Run verl by tractorun
In this notebook we run Verl on the Tracto.ai platform. As an example, we will use this notebook, but instead of using 1 GPU, we will utilize all 8.
To run this notebook, use the following Docker image.
ROM ubuntu:22.04
USER root
RUN apt-get update && apt-get install -y \
software-properties-common \
&& add-apt-repository ppa:deadsnakes/ppa \
&& apt-get update && apt-get install -y \
python3.10 \
python3.10-venv \
python3.10-dev
RUN apt-get install wget --yes
RUN wget https://bootstrap.pypa.io/get-pip.py && python3.10 get-pip.py
RUN update-alternatives --install /usr/bin/python3 python3 /usr/bin/python3.10 1
RUN wget https://developer.download.nvidia.com/compute/cuda/repos/ubuntu2204/x86_64/cuda-keyring_1.1-1_all.deb
RUN dpkg -i cuda-keyring_1.1-1_all.deb
RUN apt-get update
RUN apt-get -y install cuda-toolkit-12-4
ENV PATH /usr/local/cuda-12.4/bin:$PATH
ENV CUDA_HOME /usr/local/cuda-12.4
RUN pip3 install --upgrade pip setuptools wheel
RUN pip3 install torchvision==0.19.0
RUN pip install --pre torch==2.4.0 --index-url https://download.pytorch.org/whl/nightly/cu121
RUN pip install vllm==0.6.3
RUN pip install -U "huggingface_hub[cli]"
RUN pip install tractorun
RUN apt-get install git --yes
RUN mkdir /verl_repo && git clone https://github.com/volcengine/verl /verl_repo && cd /verl_repo && pip3 install -e . -U
RUN pip3 install flash-attn --no-build-isolation
RUN mkdir /models && huggingface-cli download Qwen/Qwen2.5-0.5B-Instruct --local-dir /models/Qwen2.5-0.5B-Instruct
RUN mkdir /data && mkdir /gsm8k && python3 /verl_repo/examples/data_preprocess/gsm8k.py --local_dir /data/gsm8k
from tractorun.run import prepare_and_get_toolbox
from tractorun.backend.generic import GenericBackend
from tractorun.run import run
from tractorun.resources import Resources
from tractorun.mesh import Mesh
from tractorun.stderr_reader import StderrMode
import subprocess
import sys
import os
def controller(toolbox):
command = [
r"PYTHONUNBUFFERED=1 python3 -m verl.trainer.main_ppo data.train_files=/data/gsm8k/train.parquet "

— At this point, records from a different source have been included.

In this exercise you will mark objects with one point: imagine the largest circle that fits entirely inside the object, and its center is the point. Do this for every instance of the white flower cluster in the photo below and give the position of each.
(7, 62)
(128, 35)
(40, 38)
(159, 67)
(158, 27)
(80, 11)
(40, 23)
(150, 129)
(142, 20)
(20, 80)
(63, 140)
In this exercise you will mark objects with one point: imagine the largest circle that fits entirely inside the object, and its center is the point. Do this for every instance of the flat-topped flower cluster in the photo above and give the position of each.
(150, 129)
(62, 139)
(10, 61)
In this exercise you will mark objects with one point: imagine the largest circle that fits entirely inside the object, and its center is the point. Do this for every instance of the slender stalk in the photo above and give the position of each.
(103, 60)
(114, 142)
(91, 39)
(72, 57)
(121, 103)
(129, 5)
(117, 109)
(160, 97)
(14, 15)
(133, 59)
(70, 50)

r"data.val_files=/data/gsm8k/test.parquet data.train_batch_size=128 data.val_batch_size=656 "
r"data.max_prompt_length=512 data.max_response_length=256 actor_rollout_ref.model.path=/models/Qwen2.5-0.5B-Instruct "

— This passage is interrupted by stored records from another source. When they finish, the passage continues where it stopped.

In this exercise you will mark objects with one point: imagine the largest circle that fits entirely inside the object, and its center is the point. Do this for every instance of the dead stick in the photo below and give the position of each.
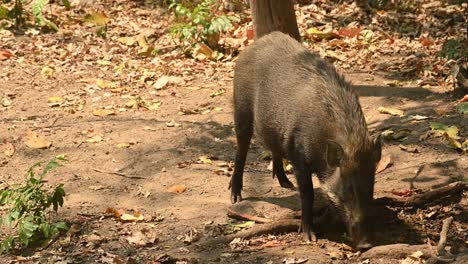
(247, 217)
(424, 198)
(276, 227)
(395, 251)
(117, 173)
(443, 236)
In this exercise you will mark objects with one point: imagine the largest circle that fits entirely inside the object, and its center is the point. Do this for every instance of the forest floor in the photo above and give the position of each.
(154, 135)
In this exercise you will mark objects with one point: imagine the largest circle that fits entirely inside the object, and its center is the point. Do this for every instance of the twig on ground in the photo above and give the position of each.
(276, 227)
(422, 199)
(247, 217)
(117, 173)
(443, 236)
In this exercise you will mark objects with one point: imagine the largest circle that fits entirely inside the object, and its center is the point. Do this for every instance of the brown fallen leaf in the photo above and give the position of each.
(5, 54)
(121, 215)
(103, 112)
(384, 163)
(142, 237)
(33, 140)
(177, 189)
(8, 149)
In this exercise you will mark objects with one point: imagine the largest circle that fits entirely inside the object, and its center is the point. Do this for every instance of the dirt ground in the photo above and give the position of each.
(161, 148)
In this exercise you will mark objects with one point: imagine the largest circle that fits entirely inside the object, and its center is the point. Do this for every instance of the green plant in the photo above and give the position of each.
(454, 49)
(29, 207)
(200, 23)
(14, 9)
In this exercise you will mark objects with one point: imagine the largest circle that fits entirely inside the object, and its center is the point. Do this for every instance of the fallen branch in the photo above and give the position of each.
(422, 199)
(117, 173)
(443, 237)
(276, 227)
(247, 217)
(397, 251)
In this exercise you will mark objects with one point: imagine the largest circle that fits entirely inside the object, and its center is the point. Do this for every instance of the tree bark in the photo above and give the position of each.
(274, 15)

r"actor_rollout_ref.actor.optim.lr=1e-6 actor_rollout_ref.actor.ppo_mini_batch_size=64 "
r"actor_rollout_ref.actor.ppo_micro_batch_size=8 actor_rollout_ref.rollout.log_prob_micro_batch_size_per_gpu=1 "
r"actor_rollout_ref.rollout.tensor_model_parallel_size=1 actor_rollout_ref.rollout.gpu_memory_utilization=0.4 "
r"actor_rollout_ref.ref.log_prob_micro_batch_size_per_gpu=4 critic.optim.lr=1e-5 "
r"critic.model.path=/models/Qwen2.5-0.5B-Instruct critic.ppo_micro_batch_size=8 "
r"algorithm.kl_ctrl.kl_coef=0.001 +trainer.val_before_train=False trainer.default_hdfs_dir=null "
r"trainer.n_gpus_per_node=8 trainer.nnodes=1 trainer.save_freq=10 trainer.test_freq=10 "
r"trainer.total_epochs=1 trainer.logger=[console]"
]
os.environ["VLLM_ATTENTION_BACKEND"] = "XFORMERS"
process = subprocess.run(command, shell=True, stdout=sys.stdout, stderr=sys.stderr, env=os.environ)
assert process.returncode == 0
run(
controller,
yt_path="//tmp/verl",
resources=Resources(
memory_limit=644245094400, # 600 GiB
cpu_limit=20,
),
mesh=Mesh(
node_count=1,
process_per_node=1,
# WARNING: on playground you have only 1 host with 1 gpu
# please set
# gpu_per_process=8,
gpu_per_process=8,
pool_trees=["gpu_h100"],
),
proxy_stderr_mode=StderrMode.primary,
backend=GenericBackend(),
docker_image="cr.eu-north1.nebius.cloud/e00faee7vas5hpsh3s/chiffa/verl:v6",
)